On y était : 3 Minutes sur mer à la Menuiserie
Avant de parler d’eux, j’ai envie de te parler d’un truc étrange que je ressens. Je traverse une espèce de période trouble. Musicale, entendons-nous. J’ai du mal à ressentir un frisson en écoutant des nouveaux albums et j’ai le vague sentiment que les concerts ne me procurent plus vraiment de plaisir. Mais ça, c’était avant de retrouver 3 minutes sur mer.
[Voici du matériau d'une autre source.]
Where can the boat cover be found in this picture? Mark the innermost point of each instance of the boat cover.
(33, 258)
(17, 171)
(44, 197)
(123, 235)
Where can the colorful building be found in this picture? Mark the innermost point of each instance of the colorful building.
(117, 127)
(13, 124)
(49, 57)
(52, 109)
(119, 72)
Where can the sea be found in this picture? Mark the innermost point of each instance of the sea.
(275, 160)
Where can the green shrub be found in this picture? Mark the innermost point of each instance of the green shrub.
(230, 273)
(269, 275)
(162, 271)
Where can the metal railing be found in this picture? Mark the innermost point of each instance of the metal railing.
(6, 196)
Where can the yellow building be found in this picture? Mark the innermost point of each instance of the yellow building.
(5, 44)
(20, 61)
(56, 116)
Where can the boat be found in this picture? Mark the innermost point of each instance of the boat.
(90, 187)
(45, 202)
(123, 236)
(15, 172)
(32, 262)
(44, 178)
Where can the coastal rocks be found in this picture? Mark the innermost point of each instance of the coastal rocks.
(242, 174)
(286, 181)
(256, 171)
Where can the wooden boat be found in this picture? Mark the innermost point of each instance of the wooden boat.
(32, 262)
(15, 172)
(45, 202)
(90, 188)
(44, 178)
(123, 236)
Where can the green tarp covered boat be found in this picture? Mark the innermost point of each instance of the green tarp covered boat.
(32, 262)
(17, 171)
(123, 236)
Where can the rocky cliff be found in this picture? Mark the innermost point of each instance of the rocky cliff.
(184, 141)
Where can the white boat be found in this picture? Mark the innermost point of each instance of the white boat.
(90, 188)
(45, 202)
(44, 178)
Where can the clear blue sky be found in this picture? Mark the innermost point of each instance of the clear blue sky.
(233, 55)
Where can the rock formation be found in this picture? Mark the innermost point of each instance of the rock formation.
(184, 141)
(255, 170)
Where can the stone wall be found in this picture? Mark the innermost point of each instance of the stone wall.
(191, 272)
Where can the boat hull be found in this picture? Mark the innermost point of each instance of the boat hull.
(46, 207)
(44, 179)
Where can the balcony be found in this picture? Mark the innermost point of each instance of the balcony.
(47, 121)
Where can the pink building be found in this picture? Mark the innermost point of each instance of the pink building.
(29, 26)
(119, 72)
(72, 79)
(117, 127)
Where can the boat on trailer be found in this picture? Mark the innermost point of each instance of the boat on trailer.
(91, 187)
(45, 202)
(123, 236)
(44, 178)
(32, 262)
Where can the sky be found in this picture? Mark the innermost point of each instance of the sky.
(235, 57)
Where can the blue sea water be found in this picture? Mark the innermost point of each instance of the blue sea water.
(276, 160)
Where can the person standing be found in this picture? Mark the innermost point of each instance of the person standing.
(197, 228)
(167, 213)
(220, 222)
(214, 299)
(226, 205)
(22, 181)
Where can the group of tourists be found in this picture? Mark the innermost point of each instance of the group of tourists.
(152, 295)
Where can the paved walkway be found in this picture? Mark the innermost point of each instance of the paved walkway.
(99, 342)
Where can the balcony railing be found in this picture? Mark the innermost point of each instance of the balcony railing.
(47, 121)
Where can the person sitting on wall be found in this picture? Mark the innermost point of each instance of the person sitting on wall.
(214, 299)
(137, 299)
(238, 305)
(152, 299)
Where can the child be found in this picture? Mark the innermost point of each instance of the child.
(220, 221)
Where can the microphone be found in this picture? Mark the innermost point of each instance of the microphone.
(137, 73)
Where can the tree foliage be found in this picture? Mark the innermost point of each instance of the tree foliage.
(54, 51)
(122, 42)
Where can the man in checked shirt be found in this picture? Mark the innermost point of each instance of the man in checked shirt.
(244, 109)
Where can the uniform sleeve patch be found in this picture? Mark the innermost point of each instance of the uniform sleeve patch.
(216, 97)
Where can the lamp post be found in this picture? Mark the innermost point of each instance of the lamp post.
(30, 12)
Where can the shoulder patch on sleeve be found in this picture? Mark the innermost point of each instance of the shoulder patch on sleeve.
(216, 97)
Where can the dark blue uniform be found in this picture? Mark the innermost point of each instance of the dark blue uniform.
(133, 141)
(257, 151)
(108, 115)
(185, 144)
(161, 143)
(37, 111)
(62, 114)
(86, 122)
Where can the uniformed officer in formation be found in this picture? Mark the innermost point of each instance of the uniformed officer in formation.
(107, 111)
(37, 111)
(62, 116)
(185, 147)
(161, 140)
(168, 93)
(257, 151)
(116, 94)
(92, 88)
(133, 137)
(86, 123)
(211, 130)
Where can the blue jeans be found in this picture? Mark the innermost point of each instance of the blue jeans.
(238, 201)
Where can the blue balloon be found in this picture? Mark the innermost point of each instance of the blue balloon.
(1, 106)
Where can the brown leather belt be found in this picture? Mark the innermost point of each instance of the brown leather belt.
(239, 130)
Je les avais déjà vus deux fois dans le passé. À la Dame de Canton et au Pan Piper. C’était il y a déjà plus de six mois. J’aurais voulu les revoir avant mais malheureusement, entre leurs concerts et moi, c’était une suite de rendez-vous manqués. Jusqu’à ce jeudi.
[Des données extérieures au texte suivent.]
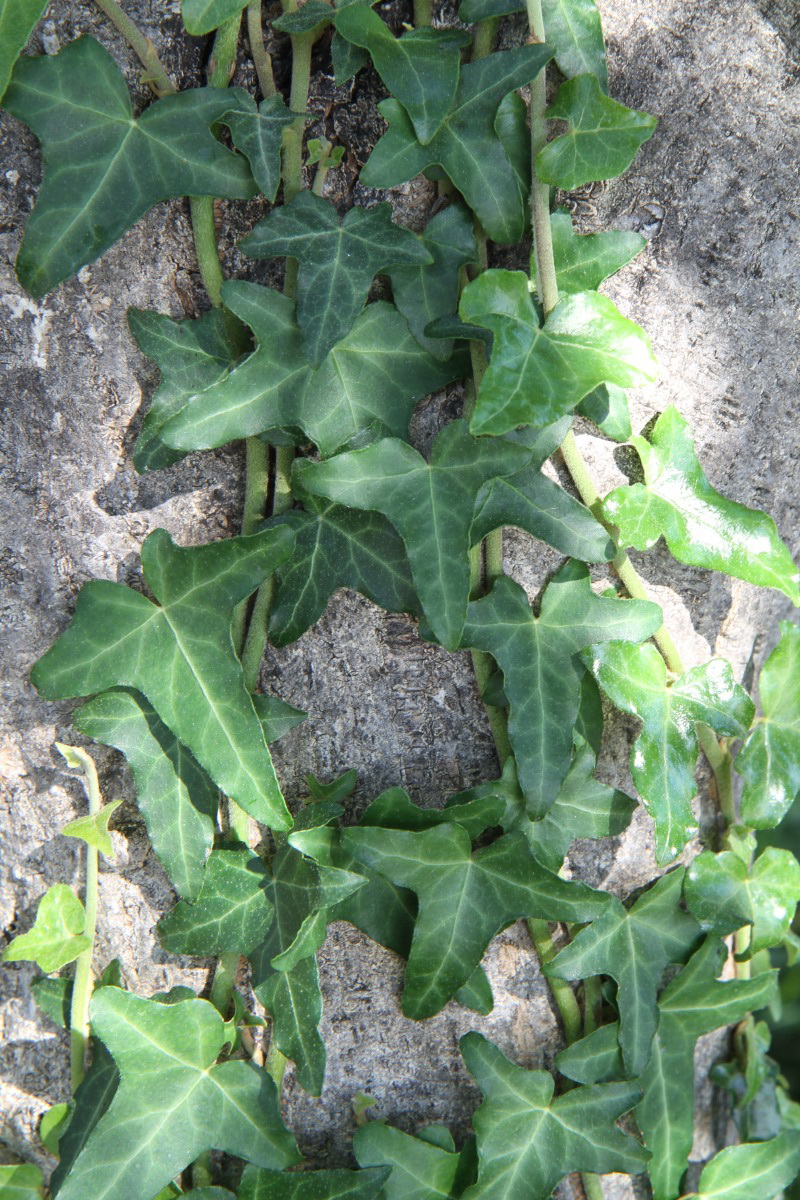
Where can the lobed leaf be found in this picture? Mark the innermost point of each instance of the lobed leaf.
(699, 526)
(602, 139)
(102, 168)
(179, 653)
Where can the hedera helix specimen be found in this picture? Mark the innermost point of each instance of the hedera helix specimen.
(332, 381)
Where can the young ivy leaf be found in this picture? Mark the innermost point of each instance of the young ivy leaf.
(420, 69)
(371, 381)
(431, 507)
(633, 946)
(58, 934)
(102, 168)
(541, 673)
(338, 259)
(173, 1103)
(427, 293)
(769, 760)
(699, 526)
(528, 1140)
(602, 141)
(467, 145)
(464, 900)
(180, 655)
(665, 754)
(537, 373)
Il faut aller à la Menuiserie, à Pantin. C’est loin mais ça vaut le coup. Il pleut, il fait froid. Mais, je le sais, ça vaut le coup. Je passe mon tour sur la première partie, Lucien La Movaiz Graine, vraiment pas la musique que j’affectionne. Il n’est pas encore 21 heures quand Guilhem, Sam et Johan montent sur scène. La salle est blindée, certains badauds restent debout. “Qui a dit qu’on ne pouvait pas remplir des salles en banlieue?“, demande le chanteur. Rires collectifs.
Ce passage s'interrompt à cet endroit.